The girls stopped crying when they saw Walter. Laura said his name, but Walter took the kickball from Reggie and hurled it into Laura's side so hard she fell over.

“She can't breathe!” Linda screamed, petting her sister's hair.
Laura had asthma, Walter knew. She called it the little breaths. The nurse sent the twins home early, and Walter sat with Reggie on the bus ride home.

The Halloween field trip was to the Salem Museum of Witchcraft. A life-sized diorama depicted a wax figure in gray puritan garb. He brandished his walking stick and asked, “Guilty or not guilty?”

At the puritan's feet, a man writhed under a pile of stones. “More weight,” he said, and from the tiny speakers came the sound of bones cracking.

The tour guide said, “It took mean old Giles Corey two days to die.”

“Three,” Walter said, and the other kids looked at him.

Walter's father introduced him to his new girlfriend, Angie. “She's a math teacher in Springfield,” he said. “You want to tell her what you got on your last math test?”

Angie moved in a few weeks later. She found the box of model planes, and while Walter's father was away one weekend, she and Walter took them to a field at the edge of town. None of the engines would start, but she laughed when he told her what happened to the green Spitfire.

After she and Walter's father got into a fight one morning, Angie came into the living room and sat next to Walter. She lit a cigarette and said, “You watch too much television. And you look like your mother.” She moved out later that day.

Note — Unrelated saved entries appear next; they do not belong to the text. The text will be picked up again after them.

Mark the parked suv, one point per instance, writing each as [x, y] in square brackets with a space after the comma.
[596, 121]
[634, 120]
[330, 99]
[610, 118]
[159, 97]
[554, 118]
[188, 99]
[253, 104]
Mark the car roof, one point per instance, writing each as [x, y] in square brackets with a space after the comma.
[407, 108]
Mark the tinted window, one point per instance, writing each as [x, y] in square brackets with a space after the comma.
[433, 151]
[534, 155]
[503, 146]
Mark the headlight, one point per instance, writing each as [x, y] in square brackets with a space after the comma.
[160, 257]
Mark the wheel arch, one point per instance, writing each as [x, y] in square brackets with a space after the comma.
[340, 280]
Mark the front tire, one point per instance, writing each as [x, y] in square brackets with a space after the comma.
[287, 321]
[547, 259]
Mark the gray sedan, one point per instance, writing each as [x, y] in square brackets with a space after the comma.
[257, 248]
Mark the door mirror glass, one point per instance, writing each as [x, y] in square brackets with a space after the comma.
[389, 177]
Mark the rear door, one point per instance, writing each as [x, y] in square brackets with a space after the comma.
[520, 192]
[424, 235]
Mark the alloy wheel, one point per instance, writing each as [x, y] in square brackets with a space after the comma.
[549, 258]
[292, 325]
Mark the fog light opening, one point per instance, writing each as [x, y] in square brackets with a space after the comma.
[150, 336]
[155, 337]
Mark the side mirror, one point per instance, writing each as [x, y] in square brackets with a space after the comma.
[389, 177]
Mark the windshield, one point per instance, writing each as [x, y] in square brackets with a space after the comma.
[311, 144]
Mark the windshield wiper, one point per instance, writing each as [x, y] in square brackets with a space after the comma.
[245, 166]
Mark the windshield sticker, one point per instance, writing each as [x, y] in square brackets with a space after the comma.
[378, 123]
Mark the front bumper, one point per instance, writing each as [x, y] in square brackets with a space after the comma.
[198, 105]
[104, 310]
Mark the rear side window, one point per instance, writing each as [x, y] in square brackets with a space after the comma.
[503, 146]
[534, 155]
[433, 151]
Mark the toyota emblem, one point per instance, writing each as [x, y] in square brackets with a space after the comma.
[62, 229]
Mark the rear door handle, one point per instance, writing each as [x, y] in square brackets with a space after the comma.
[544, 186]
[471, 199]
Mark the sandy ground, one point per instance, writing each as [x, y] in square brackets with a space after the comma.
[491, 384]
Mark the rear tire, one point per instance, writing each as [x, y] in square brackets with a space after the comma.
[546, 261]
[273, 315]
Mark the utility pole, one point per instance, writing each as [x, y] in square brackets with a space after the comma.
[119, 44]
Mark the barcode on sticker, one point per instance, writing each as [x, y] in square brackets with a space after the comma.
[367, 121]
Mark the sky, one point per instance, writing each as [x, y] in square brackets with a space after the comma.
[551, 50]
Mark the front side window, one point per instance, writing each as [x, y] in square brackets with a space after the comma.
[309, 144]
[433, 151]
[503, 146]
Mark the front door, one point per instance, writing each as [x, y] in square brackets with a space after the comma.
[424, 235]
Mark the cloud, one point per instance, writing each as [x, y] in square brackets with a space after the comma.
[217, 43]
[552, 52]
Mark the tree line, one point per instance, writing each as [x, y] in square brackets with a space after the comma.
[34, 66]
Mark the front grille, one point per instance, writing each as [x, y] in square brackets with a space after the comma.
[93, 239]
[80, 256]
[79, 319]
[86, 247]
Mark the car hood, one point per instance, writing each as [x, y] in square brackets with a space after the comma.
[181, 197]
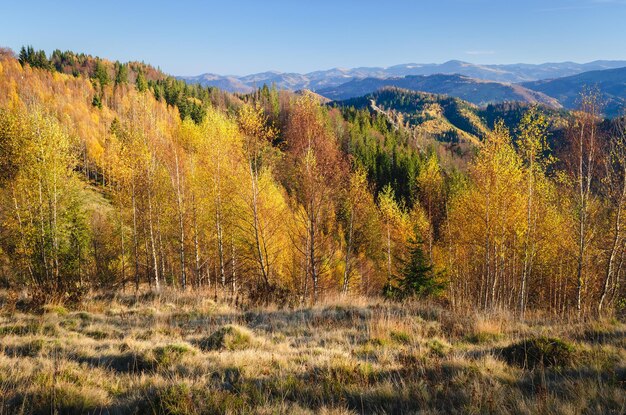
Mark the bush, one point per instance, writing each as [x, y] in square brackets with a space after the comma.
[539, 351]
[229, 337]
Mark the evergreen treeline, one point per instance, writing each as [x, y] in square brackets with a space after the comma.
[275, 197]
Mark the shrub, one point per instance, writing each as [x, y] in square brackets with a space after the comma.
[229, 337]
[539, 351]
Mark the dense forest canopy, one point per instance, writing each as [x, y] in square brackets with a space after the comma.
[117, 176]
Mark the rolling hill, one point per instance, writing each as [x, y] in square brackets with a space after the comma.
[478, 92]
[513, 73]
[441, 117]
[611, 84]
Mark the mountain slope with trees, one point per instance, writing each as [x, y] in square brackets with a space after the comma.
[274, 197]
[475, 91]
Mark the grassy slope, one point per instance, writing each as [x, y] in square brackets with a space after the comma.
[184, 353]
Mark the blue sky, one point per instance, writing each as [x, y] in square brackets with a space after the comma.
[241, 37]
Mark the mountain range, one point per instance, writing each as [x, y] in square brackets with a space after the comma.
[510, 73]
[476, 91]
[555, 85]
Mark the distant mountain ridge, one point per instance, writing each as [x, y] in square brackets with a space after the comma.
[610, 83]
[479, 92]
[510, 73]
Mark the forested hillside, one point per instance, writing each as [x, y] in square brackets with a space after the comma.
[113, 179]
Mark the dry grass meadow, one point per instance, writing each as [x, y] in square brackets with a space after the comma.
[187, 354]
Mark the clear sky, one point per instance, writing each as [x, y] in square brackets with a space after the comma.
[242, 37]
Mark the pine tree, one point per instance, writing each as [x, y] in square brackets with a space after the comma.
[417, 277]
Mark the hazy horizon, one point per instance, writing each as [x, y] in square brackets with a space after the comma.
[248, 37]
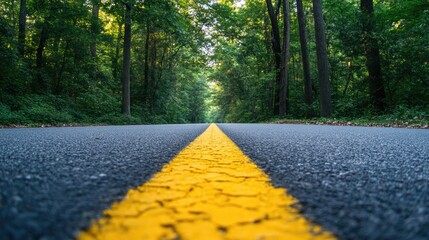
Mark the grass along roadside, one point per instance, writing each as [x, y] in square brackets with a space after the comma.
[380, 121]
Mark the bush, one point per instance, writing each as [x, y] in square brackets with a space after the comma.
[8, 117]
[119, 119]
[44, 109]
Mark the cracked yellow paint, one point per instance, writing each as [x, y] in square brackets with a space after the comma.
[210, 190]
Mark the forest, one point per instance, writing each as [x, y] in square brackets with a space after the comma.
[191, 61]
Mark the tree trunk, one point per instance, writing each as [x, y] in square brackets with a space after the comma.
[304, 51]
[127, 62]
[94, 27]
[372, 52]
[115, 64]
[284, 78]
[41, 86]
[275, 39]
[146, 67]
[322, 61]
[22, 27]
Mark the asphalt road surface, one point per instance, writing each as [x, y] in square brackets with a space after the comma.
[359, 183]
[54, 181]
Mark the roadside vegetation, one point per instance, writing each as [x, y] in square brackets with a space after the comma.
[81, 62]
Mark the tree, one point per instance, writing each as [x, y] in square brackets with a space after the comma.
[22, 26]
[281, 54]
[284, 81]
[322, 61]
[304, 54]
[275, 40]
[126, 61]
[372, 53]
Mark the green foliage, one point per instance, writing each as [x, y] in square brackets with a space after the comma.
[8, 117]
[118, 119]
[199, 61]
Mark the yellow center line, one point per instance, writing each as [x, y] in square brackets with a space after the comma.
[210, 190]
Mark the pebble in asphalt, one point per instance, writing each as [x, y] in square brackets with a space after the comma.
[358, 182]
[54, 181]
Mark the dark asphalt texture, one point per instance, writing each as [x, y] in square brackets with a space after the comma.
[359, 182]
[54, 181]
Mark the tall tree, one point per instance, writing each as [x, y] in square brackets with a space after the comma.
[95, 27]
[304, 51]
[275, 40]
[284, 82]
[372, 53]
[322, 61]
[22, 26]
[281, 53]
[41, 85]
[126, 61]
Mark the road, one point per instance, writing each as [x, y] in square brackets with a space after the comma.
[53, 181]
[357, 182]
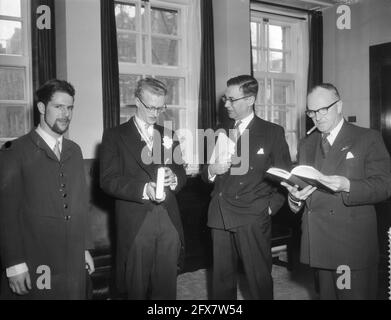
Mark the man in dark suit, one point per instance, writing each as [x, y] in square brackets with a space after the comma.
[149, 230]
[44, 228]
[242, 202]
[339, 230]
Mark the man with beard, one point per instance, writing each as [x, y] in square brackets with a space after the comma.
[44, 206]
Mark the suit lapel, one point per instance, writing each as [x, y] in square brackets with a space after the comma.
[41, 144]
[136, 146]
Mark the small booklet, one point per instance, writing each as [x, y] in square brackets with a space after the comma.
[223, 150]
[301, 176]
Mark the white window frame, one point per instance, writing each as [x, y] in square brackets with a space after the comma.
[290, 74]
[22, 61]
[139, 68]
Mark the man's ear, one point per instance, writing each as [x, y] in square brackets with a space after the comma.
[41, 107]
[339, 106]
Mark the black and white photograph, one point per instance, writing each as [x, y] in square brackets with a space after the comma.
[195, 155]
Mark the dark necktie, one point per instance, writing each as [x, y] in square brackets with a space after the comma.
[325, 144]
[56, 150]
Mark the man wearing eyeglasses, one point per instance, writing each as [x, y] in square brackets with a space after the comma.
[149, 230]
[339, 230]
[242, 204]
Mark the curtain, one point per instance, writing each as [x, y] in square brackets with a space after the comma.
[207, 106]
[110, 69]
[315, 71]
[43, 45]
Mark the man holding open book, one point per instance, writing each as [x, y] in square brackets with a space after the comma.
[339, 229]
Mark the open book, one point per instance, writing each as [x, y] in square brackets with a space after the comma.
[301, 176]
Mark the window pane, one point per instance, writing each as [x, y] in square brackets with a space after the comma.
[164, 51]
[12, 121]
[254, 34]
[164, 21]
[283, 92]
[127, 47]
[10, 8]
[12, 83]
[11, 37]
[127, 86]
[125, 16]
[275, 37]
[173, 89]
[276, 61]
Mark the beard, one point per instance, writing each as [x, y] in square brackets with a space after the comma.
[57, 127]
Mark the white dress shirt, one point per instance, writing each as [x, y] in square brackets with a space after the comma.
[242, 126]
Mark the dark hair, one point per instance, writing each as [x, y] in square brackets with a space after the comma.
[247, 83]
[329, 87]
[45, 93]
[152, 85]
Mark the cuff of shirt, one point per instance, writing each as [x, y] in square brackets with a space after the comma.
[16, 270]
[145, 196]
[210, 177]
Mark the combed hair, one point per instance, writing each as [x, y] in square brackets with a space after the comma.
[247, 83]
[329, 87]
[152, 85]
[45, 93]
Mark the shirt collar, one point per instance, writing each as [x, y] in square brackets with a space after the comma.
[333, 133]
[50, 141]
[245, 121]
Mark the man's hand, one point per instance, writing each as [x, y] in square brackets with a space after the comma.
[219, 168]
[89, 262]
[336, 183]
[169, 177]
[301, 195]
[20, 284]
[151, 193]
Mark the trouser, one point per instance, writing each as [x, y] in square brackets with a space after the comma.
[250, 244]
[356, 285]
[151, 270]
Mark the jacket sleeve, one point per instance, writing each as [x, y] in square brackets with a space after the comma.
[11, 198]
[281, 159]
[112, 180]
[375, 185]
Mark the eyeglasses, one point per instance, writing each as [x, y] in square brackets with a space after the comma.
[321, 111]
[231, 101]
[153, 109]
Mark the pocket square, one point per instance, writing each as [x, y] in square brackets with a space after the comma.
[349, 155]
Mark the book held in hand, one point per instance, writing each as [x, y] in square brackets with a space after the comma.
[301, 176]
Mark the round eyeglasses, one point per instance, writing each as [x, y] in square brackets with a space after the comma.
[322, 111]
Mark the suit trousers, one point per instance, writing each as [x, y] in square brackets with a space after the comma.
[251, 245]
[363, 284]
[151, 269]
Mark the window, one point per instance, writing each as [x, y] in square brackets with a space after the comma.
[15, 71]
[151, 42]
[279, 65]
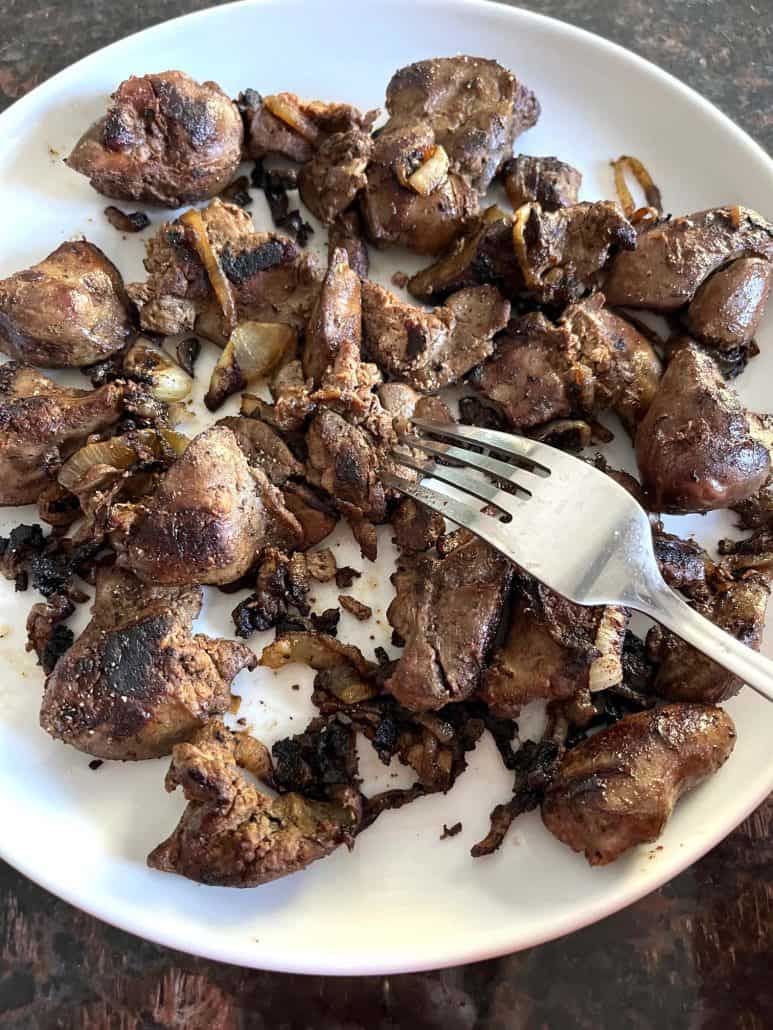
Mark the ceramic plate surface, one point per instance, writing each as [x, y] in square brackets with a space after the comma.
[403, 899]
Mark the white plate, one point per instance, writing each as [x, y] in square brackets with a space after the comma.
[402, 900]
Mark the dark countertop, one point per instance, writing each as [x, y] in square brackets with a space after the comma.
[695, 954]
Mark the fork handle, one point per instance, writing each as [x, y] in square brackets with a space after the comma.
[666, 607]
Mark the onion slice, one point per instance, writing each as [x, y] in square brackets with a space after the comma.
[120, 453]
[431, 173]
[606, 671]
[286, 107]
[642, 176]
[149, 364]
[193, 220]
[253, 351]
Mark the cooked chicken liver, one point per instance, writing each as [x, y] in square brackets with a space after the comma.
[672, 259]
[474, 107]
[270, 278]
[268, 134]
[550, 182]
[695, 447]
[232, 834]
[68, 310]
[618, 788]
[41, 423]
[432, 349]
[332, 179]
[203, 524]
[166, 139]
[729, 306]
[561, 251]
[447, 611]
[137, 681]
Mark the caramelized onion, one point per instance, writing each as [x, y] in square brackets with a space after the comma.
[316, 650]
[606, 671]
[431, 173]
[166, 380]
[254, 350]
[642, 176]
[284, 106]
[120, 453]
[193, 220]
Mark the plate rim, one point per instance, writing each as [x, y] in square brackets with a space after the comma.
[236, 952]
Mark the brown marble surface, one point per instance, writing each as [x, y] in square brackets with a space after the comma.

Walter's father gave him twelve months torn from the calendar, rolled up and tied like a diploma. Every day was marked off in red ink.

Walter tried out for a part in the school's presentation of The Crucible and got the lead. A man from the newspaper came during a rehearsal and took pictures. Walter appeared as John Proctor on the front page the next day, hand clenched as he spoke to the court. In the caption, his name was misspelled.

On opening night, Walter's father got a seat near the front and whispered to the other parents, “That's my son, star of the show.” But he couldn't take his eyes off the boy in the role of Giles Corey, whose young face was etched with the wrinkles of an eighty-year-old man. As the boy groaned under the weight of the press, Walter's father crushed his program in his fist.

“They'll never break him,” he said, speaking so loudly that a woman in the next row shushed him and glared.